ネパールでは、令和7(2025)年9月、政府に対する抗議デモが過激化し、政府庁舎や外資系の高級ホテル等が放火されるなど、一時的に政情不安が高まっていました。しかし、暫定政権の発足により事態が早期に沈静化したことを受けて、ICOMOS総会とシンポジウムは予定通りネパールで開催されることとなりました。
ICOMOS Scientific Symposium 2025は、紛争(Conflict)、災害(Disaster)、平和(Peace)と、大きく3つのサブテーマによってセッションが構成され、各国からの参加者が発表を行いました。紛争のセッションでは、現在、紛争が進行している当事国から発表があり、深刻な被害の実態が報告されました。また、本年はネパール・ゴルカ地震の発生からちょうど10年という節目の年でもあり、ゴルカ地震の震災復興に関するイベントもカトマンズで開催されました。文化遺産を取り巻く課題が拡大、複雑化しているなか、自分たちのコミュニティの中だけで解決できない問題を抱える地域にとって、このような国際的な専門家の交流の場があることの重要性が、強く印象付けられました。

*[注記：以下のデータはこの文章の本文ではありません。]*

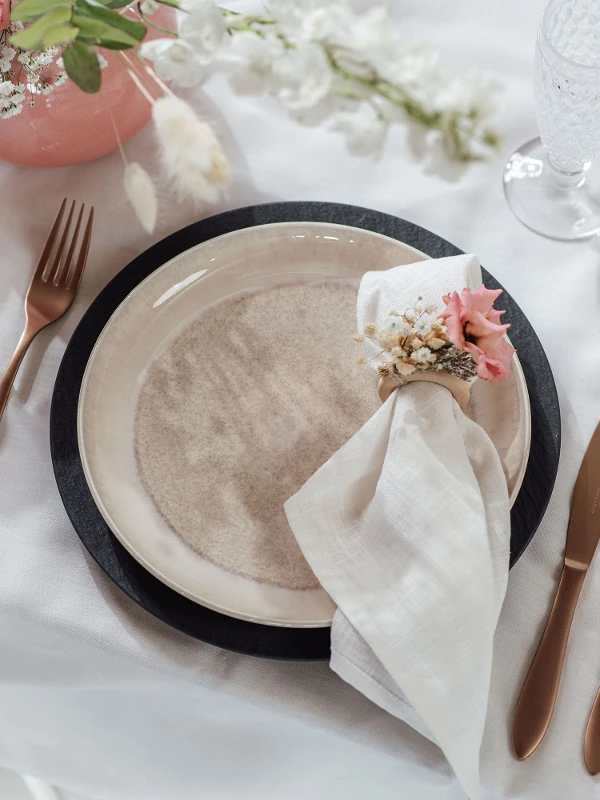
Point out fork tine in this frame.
[67,206,94,292]
[47,200,75,286]
[57,204,85,287]
[34,197,67,278]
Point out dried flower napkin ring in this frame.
[355,285,515,409]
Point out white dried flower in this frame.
[396,361,417,375]
[179,0,227,59]
[377,331,398,350]
[139,39,207,87]
[152,96,230,203]
[385,317,410,336]
[123,162,157,233]
[427,337,446,350]
[414,317,431,337]
[410,347,436,364]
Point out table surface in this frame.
[0,0,600,800]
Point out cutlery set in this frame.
[513,425,600,775]
[0,198,94,420]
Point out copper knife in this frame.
[513,424,600,759]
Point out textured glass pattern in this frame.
[535,0,600,172]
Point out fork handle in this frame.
[0,325,40,421]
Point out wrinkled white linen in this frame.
[285,256,510,798]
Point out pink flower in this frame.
[440,285,515,383]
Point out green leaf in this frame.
[101,0,131,8]
[42,25,79,50]
[75,0,146,44]
[63,42,100,94]
[72,14,138,49]
[11,6,71,50]
[10,0,67,22]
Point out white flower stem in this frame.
[116,53,156,106]
[100,89,127,166]
[137,2,177,37]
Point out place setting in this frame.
[0,0,600,798]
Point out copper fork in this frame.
[0,197,94,420]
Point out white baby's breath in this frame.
[215,31,284,94]
[139,39,207,87]
[179,0,227,59]
[411,347,436,364]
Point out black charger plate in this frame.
[50,203,560,660]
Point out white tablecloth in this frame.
[0,0,600,800]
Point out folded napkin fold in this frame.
[285,255,510,798]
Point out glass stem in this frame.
[548,153,590,189]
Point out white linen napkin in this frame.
[285,255,510,798]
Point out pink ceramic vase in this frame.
[0,6,175,167]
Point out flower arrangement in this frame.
[354,285,515,385]
[0,0,499,231]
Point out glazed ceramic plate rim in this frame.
[77,221,531,627]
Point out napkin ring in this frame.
[377,370,471,411]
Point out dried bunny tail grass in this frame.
[152,96,231,203]
[123,162,157,233]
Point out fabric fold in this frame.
[285,256,510,798]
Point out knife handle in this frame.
[583,689,600,775]
[513,564,585,760]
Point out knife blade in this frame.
[512,424,600,759]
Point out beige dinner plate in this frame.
[78,222,531,627]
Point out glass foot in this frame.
[504,138,600,242]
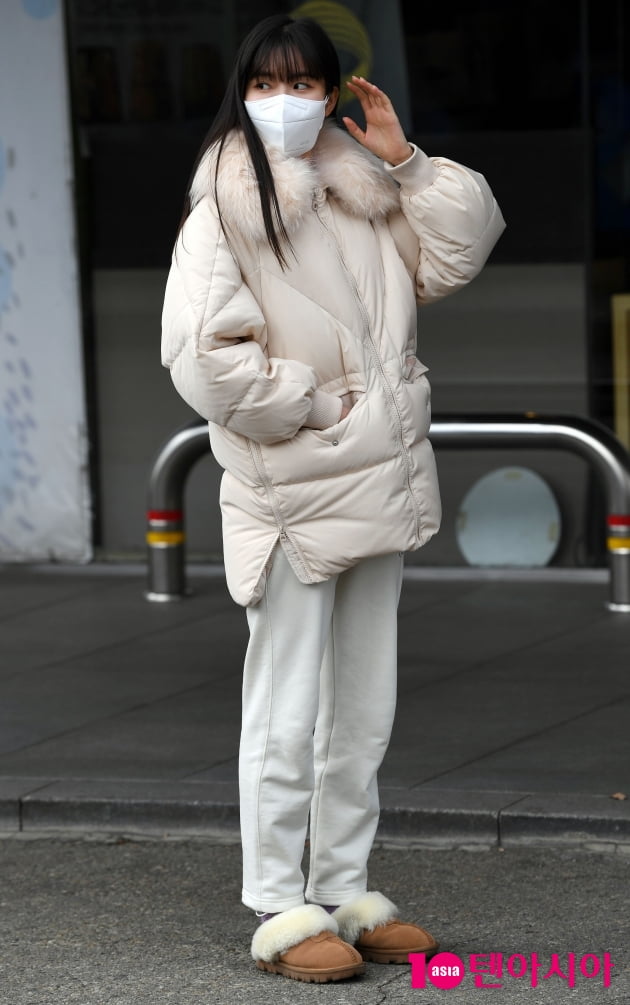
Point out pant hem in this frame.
[241,889,304,915]
[306,886,367,907]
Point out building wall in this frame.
[0,0,91,562]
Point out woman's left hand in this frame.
[343,76,413,164]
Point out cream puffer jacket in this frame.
[162,124,504,605]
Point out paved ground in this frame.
[0,565,630,847]
[0,835,630,1005]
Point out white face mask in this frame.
[244,94,329,157]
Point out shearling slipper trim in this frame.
[333,891,398,946]
[251,903,339,963]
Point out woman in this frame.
[163,9,503,981]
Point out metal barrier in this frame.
[146,412,630,613]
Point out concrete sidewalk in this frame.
[0,565,630,847]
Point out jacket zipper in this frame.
[312,192,422,535]
[247,438,312,583]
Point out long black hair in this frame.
[178,14,341,267]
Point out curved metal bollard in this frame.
[429,412,630,614]
[145,421,210,602]
[147,412,630,613]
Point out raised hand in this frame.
[343,76,412,164]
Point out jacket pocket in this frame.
[403,356,431,442]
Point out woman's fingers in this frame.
[347,76,392,108]
[342,116,366,143]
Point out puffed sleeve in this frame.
[385,144,505,304]
[162,198,335,443]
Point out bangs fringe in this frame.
[248,32,326,80]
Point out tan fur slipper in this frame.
[333,892,439,963]
[251,903,366,984]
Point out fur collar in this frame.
[190,123,400,242]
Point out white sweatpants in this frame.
[239,548,403,913]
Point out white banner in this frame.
[0,0,91,562]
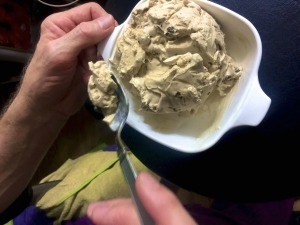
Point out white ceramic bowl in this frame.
[98,0,271,153]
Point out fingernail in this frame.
[98,14,115,30]
[139,172,160,190]
[87,202,111,218]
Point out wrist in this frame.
[4,94,68,128]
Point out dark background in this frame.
[105,0,300,202]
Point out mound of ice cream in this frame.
[111,0,242,114]
[88,61,118,123]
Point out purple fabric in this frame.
[8,199,294,225]
[186,199,294,225]
[64,216,94,225]
[13,206,53,225]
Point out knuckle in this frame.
[77,22,93,38]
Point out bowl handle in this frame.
[234,75,271,126]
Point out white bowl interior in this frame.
[116,0,261,153]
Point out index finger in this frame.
[49,2,108,33]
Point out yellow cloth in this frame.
[36,151,149,224]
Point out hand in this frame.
[87,172,196,225]
[20,2,115,118]
[0,3,115,211]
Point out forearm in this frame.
[0,95,66,212]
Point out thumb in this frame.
[61,14,115,55]
[136,172,196,225]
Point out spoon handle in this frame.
[117,139,155,225]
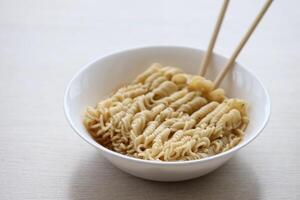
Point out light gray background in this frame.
[0,0,300,200]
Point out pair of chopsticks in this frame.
[199,0,273,88]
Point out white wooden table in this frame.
[0,0,300,200]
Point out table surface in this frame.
[0,0,300,200]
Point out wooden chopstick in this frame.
[214,0,273,88]
[199,0,229,76]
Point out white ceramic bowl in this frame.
[64,46,270,181]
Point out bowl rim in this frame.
[64,45,271,165]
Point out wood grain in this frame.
[0,0,300,200]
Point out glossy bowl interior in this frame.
[64,46,270,181]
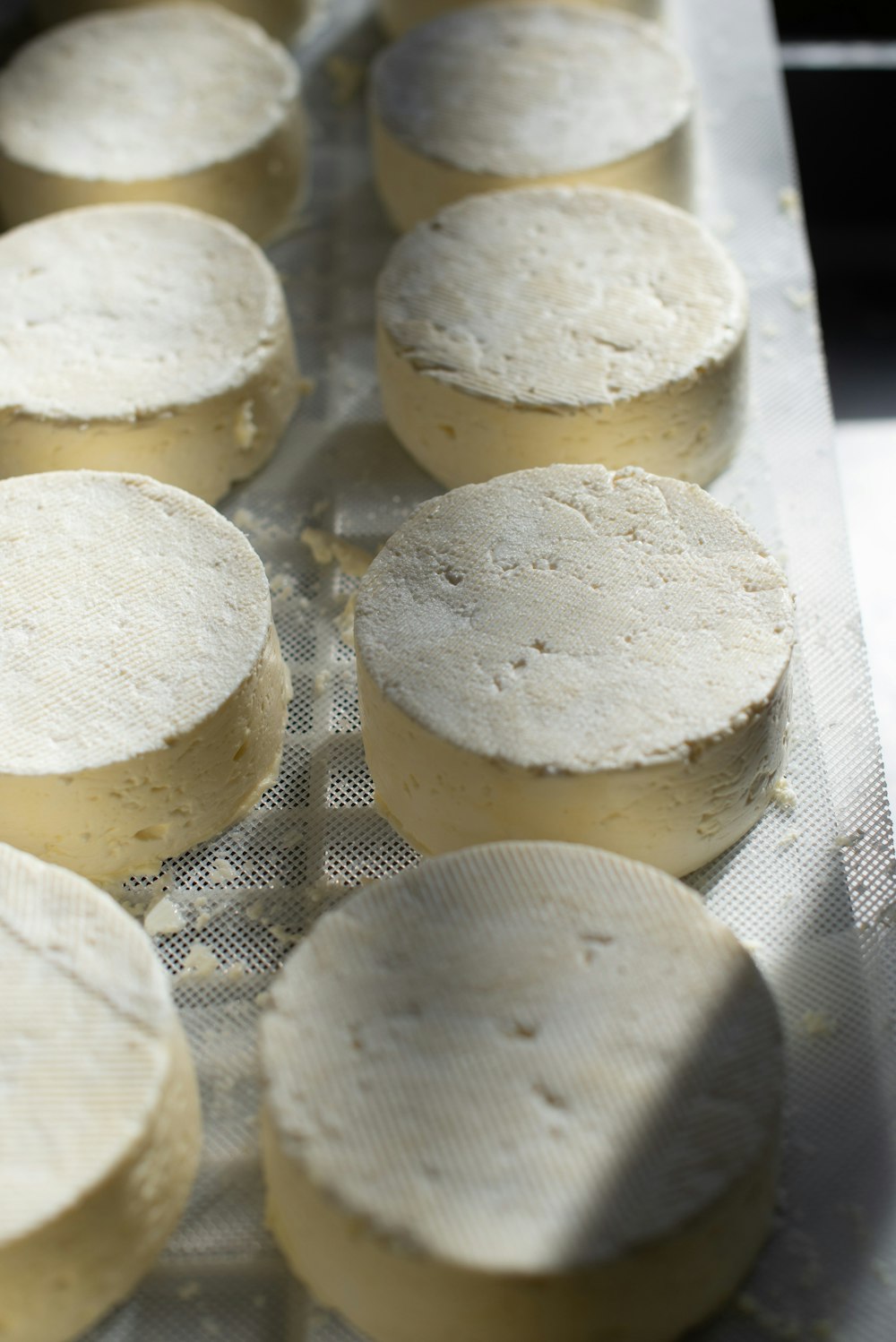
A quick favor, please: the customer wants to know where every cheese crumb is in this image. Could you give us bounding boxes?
[181,941,221,978]
[778,186,802,220]
[299,526,373,579]
[337,593,356,649]
[143,895,184,937]
[771,774,797,811]
[785,285,812,312]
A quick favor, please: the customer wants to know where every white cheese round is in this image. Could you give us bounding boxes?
[0,3,305,239]
[35,0,308,41]
[354,466,793,875]
[262,843,782,1342]
[372,4,692,229]
[0,471,289,881]
[378,0,666,38]
[0,205,299,503]
[377,186,748,487]
[0,842,202,1342]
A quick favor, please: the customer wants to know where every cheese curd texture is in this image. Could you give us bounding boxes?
[35,0,308,43]
[378,0,664,38]
[0,205,299,503]
[0,3,306,240]
[0,471,291,881]
[0,844,202,1342]
[354,466,794,875]
[370,4,692,229]
[377,188,748,488]
[262,843,782,1342]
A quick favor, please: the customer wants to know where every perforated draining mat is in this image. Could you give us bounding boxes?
[92,0,896,1342]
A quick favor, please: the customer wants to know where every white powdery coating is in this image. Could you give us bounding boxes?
[378,186,747,409]
[0,4,299,181]
[0,844,175,1240]
[0,471,271,774]
[373,5,692,177]
[0,204,283,420]
[354,466,793,773]
[262,843,780,1272]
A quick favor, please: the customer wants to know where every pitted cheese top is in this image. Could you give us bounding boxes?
[262,843,782,1272]
[0,3,299,181]
[0,204,284,420]
[378,187,747,408]
[0,842,176,1247]
[373,5,692,177]
[0,471,271,774]
[354,466,793,773]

また、今回の渡航に合わせて、キルティプル市における歴史的民家の保存活用に向けた共同調査に関する協議も行いました。この共同調査は、キルティプル旧市街に残る歴史的民家の保存に向けたプロセスの構築を目的とするもので、これまでにパイロットケーススタディとしての民家調査や、旧市街に残る歴史的民家の簡易悉皆調査などを行っています。キルティプルにおいても、9月の抗議デモで市庁舎が放火され、さらに庁舎の備品が強奪の対象となるなどの被害がありました。行政が通常の機能を取り戻すまでにはまだまだ時間がかかることが想定され、政治的に不安定な状況の中で何ができるのか、市や調査メンバー、地元コミュニティも交えて話し合いました。一方で、これまでの調査を通じて歴史的民家の保存に志を持つネパール人専門家の協力の輪も広がりつつあります。行政支援を待つのではなく、自分たちでできることから始めようという、新たなネットワークの胎動も感じられます。